COSC-288: Machine Learning

Project 1
Spring 2021

Due: F 2/19 @ 5:00 PM
20 points

  1. Write a program and the classes and methods necessary to read, parse, store, and output examples in Mark's File Format (mff). Consider the following version of the Bikes data set:

    Make Tires Handle Bars Water Bottle Weight Bike Type
    Trek Knobby Straight y 250.3 Mountain
    Bridgestone Treads Straight y 200 Hybrid
    Cannondale Knobby Curved n 222.9 Mountain
    Nishiki Treads Curved y 190.3 Hybrid
    Trek Treads Straight y 196.8 Hybrid

    The file bikes.mff shows this data set in Mark's File Format. Files containing valid data sets begin with '@dataset' followed by an identifier. Attribute declarations appear next. The string '@attribute' precedes each declaration, which is a symbolic attribute or a numeric attribute. The attribute's name appears next, followed by its domain. The domain for symbolic attributes is a list of values separated by whitespace. The domain for numeric attributes is not explicitly specified and is assumed to be the set of representable integer and floating-point numbers.

    The token '@examples' separates the attribute declarations from the examples, which are simply values separated by whitespace.

    I have defined a grammar for the file format. For simplicity, you can assume that all elements of the file are separated by at least one space character. Moreover, attribute declarations and examples will appear on single lines. Note that although these elements appear on a single line, I encourage you to parse the tokens of the file as a stream. The only exception is the parsing of the domain of nominal attributes, since we do not know the size of the domain and Scanner provides no method for detecting the end of a line, at least as far as I know.

    As for the design, I have produced documentation for the classes and their methods. You must follow this design. To save you some keystrokes, I have put the source files with method signatures and several data sets in the zip file

  2. The executable p1.Main should take input from the command line. Use -t to specify the name of the training file and use -T to specify the name of the testing file, if any.
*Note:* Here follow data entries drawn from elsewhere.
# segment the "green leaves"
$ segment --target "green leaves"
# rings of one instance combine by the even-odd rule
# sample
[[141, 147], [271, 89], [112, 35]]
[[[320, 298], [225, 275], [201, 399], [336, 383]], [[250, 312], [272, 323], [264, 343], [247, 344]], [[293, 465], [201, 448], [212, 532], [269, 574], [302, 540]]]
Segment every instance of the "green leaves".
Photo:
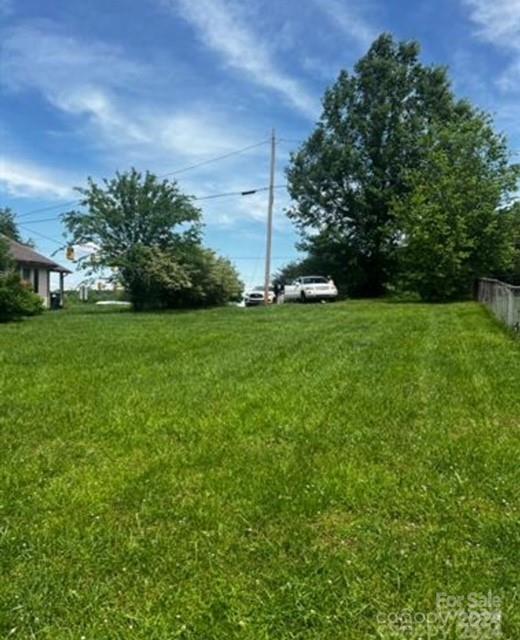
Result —
[[434, 127], [421, 144], [423, 160], [393, 206], [401, 238], [395, 283], [428, 300], [465, 297], [476, 278], [507, 270], [513, 259], [502, 207], [518, 167], [484, 114]]
[[42, 311], [40, 297], [21, 281], [14, 270], [9, 245], [0, 237], [0, 322], [34, 316]]
[[198, 245], [178, 252], [136, 245], [121, 275], [138, 310], [225, 304], [243, 289], [228, 260]]
[[15, 214], [9, 207], [0, 207], [0, 236], [23, 242], [16, 224]]
[[[64, 222], [72, 244], [99, 247], [95, 259], [84, 260], [85, 266], [119, 267], [137, 244], [166, 248], [200, 240], [201, 213], [175, 182], [160, 182], [151, 173], [131, 169], [104, 180], [103, 186], [89, 178], [88, 187], [78, 191], [87, 211], [71, 211]], [[176, 230], [181, 226], [182, 231]]]
[[13, 271], [0, 273], [0, 323], [43, 311], [42, 300]]
[[287, 172], [289, 216], [304, 239], [316, 231], [334, 237], [333, 262], [352, 256], [338, 274], [352, 293], [379, 295], [395, 276], [392, 203], [423, 162], [425, 134], [472, 113], [454, 98], [445, 69], [423, 65], [419, 53], [416, 42], [381, 35], [328, 89], [320, 121]]
[[0, 237], [0, 272], [6, 271], [12, 265], [12, 258], [9, 255], [9, 245], [4, 238]]
[[201, 212], [175, 182], [131, 169], [102, 186], [89, 179], [78, 191], [86, 211], [64, 218], [71, 244], [98, 247], [81, 266], [114, 270], [135, 309], [223, 304], [240, 295], [232, 265], [201, 246]]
The following are examples of commands:
    % java p1 -t bikes.mff
    % java p1 -t bikes.train
    % java p1 -t bikes.train -T bikes.test
    % java p1 -t bikes-tr.mff -T bikes-te.mff
    For this project, the program can simply read the input files, populate the appropriate objects, and output the data set or sets to the console in the same format they appear in the file. The implementation must be general, meaning that it should work for all possible data sets based on the grammar.

  3. You must implement your classes using Java 11. You must implement your program using Java's standard libraries, meaning that you cannot use a library of machine-learning routines to complete the project. If you want to use additional resources or something non-standard, check with me first.

    The two most challenging aspects of this project are the passing of command-line arguments to their handlers and the passing of the Scanner object to the correct parse method. To handle command-line arguments (or options), simply pass the array of strings to the object's setOptions method. It should perform a linear search of the array for the options it handles. If setOptions finds such an option, then it should take the appropriate action, such as calling a method or setting a flag or value.

    Similarly, you need to pass a Scanner object to the appropriate parse methods, which will extract its tokens, populate the appropriate fields, and either return or pass the Scanner object into some other parse method.

    One approach could be to develop some of the low-level parsing routines (e.g., AttributeFactory) in isolation using strings before attempting to integrate them for parsing the entire file. Note that you can construct a Scanner with a String and a File. Another approach is to develop the parsing routines as the tokens and elements appear in the file. This requires at times parsing high-level elements (e.g., DataSet) and then parsing lower-level elements (i.e., Attributes and then AttributeFactory). You should take an approach that makes the most sense to you.

    You can use any platform for development, but your project must compile on cs-class-1 using the command within the directory containing your source:

    $ javac *.java
    Do not use packages.

Instructions for Submission

In a file named HONOR, please include the statement:
In accordance with the class policies and Georgetown's Honor System,
I certify that, with the exceptions of the class resources and those
items noted below, I have neither given nor received any assistance
on this project.
Include this file with your submission. When you are ready to upload to Autolab, create the zip file for submission by typing:
$ zip *.java HONOR
You can submit to Autolab seven times. You can perform five compile checks, to make sure your code compiles against the autograder, and you can perform two project submissions that are automatically graded. The last automatically graded submission is the grade for the project.

Submit via Autolab.

Plan B

If Autolab is down, upload your zip file to Canvas.